C’est la rentrée de janvier. J’avais dit à ma blonde : « Je suis à la retraite, c’est moi qui déblaye ton char le matin! » Cinq centimètres sont tombés cette nuit, une neige bien poudreuse. Me v’là devant la fenêtre, en pyjama, pantoufles aux pieds, la main sur ma tasse de café : « Je pense bien que tes wipers vont faire la job à matin. » En effet, ç’a marché, elle a pu partir, la neige volait derrière l’auto, on aurait dit une traîne de mariée.

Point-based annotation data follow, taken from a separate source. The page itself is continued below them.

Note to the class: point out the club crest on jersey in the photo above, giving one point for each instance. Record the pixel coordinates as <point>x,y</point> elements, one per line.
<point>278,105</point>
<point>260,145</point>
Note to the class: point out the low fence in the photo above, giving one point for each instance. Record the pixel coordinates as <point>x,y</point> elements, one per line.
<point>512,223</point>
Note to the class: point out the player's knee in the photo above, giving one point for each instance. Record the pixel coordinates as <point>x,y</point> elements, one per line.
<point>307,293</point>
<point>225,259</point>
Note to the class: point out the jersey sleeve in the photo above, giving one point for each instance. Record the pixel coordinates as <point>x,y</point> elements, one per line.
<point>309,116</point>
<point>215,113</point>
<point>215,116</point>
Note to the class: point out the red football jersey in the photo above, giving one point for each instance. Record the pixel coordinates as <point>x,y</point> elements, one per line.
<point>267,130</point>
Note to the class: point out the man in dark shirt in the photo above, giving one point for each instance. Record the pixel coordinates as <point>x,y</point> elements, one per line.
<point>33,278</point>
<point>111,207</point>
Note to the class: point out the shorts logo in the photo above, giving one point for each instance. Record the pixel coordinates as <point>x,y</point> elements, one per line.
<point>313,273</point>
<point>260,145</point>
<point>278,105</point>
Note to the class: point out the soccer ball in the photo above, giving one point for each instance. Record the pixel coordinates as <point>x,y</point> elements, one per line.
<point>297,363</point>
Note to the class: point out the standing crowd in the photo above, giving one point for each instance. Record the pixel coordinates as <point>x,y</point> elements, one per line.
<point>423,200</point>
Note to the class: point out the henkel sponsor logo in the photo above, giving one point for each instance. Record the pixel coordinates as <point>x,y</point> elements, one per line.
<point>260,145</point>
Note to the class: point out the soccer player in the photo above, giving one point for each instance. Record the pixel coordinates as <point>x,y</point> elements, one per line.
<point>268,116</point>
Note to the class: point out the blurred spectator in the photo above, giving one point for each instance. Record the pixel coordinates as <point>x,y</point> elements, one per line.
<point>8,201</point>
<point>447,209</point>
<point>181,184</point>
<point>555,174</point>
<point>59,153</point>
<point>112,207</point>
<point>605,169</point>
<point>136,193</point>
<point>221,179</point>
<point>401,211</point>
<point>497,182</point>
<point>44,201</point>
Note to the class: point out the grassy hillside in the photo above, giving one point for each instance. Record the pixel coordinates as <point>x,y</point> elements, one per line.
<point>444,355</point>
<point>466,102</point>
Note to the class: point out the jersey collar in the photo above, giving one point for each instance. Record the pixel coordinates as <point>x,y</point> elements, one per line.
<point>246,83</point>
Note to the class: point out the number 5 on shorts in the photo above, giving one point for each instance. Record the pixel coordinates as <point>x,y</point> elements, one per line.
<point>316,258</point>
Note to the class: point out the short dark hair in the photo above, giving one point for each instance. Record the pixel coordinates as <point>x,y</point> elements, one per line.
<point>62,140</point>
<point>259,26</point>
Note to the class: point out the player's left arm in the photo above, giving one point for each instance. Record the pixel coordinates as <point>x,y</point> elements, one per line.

Je reste au chaud comme un sale privilégié. Plus de sorties dans les matins froids de janvier. Pas de rentrée à l’école. Pas de bisous de bonne année, pas de small talk un peu figé. Fini, le défaisage de décorations! Fini, le petit stress en préparant l’accueil des élèves le lendemain! Finie, l’alliance avec l’école. Me voilà divorcé.

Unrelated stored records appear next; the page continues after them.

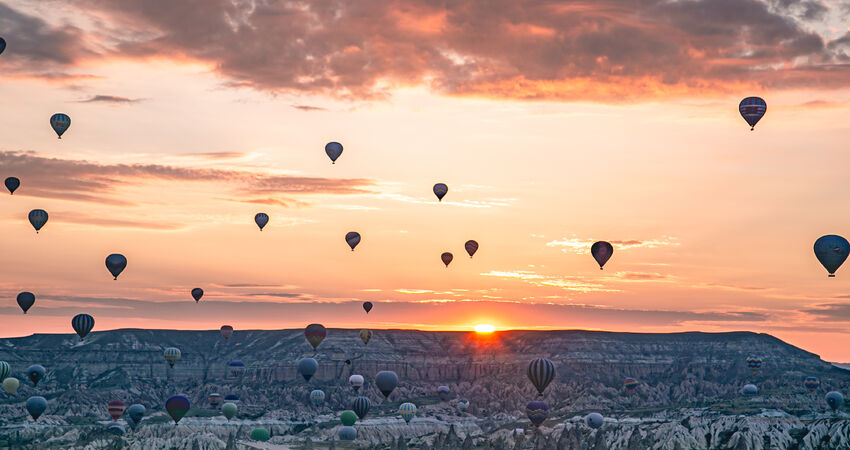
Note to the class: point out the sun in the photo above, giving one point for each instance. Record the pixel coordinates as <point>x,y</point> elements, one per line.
<point>484,328</point>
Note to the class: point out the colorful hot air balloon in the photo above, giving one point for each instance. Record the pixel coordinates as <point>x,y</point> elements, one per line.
<point>811,383</point>
<point>172,354</point>
<point>440,190</point>
<point>36,373</point>
<point>229,410</point>
<point>177,407</point>
<point>834,400</point>
<point>307,367</point>
<point>315,334</point>
<point>82,324</point>
<point>355,381</point>
<point>752,109</point>
<point>365,336</point>
<point>471,247</point>
<point>115,408</point>
<point>594,420</point>
<point>36,406</point>
<point>12,184</point>
<point>26,300</point>
<point>348,418</point>
<point>386,380</point>
<point>831,250</point>
<point>361,406</point>
<point>60,123</point>
<point>38,217</point>
<point>447,258</point>
<point>537,412</point>
<point>407,411</point>
<point>541,372</point>
<point>601,252</point>
<point>317,397</point>
<point>352,238</point>
<point>115,264</point>
<point>10,385</point>
<point>333,150</point>
<point>443,392</point>
<point>261,219</point>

Ma rupture est douce et je ne l’avais pas anticipée si satinée. Je ne savais pas – pas si précisément – qu’un vieil habit de jeunesse, confortable, m’attendait dans l’ombre sur son cintre. J’ai retiré celui, fatigué, que j’ai porté toutes ces années et enfilé l’autre que je sens glissé facilement le long de mes bras.
Je suis en train de changer de peau.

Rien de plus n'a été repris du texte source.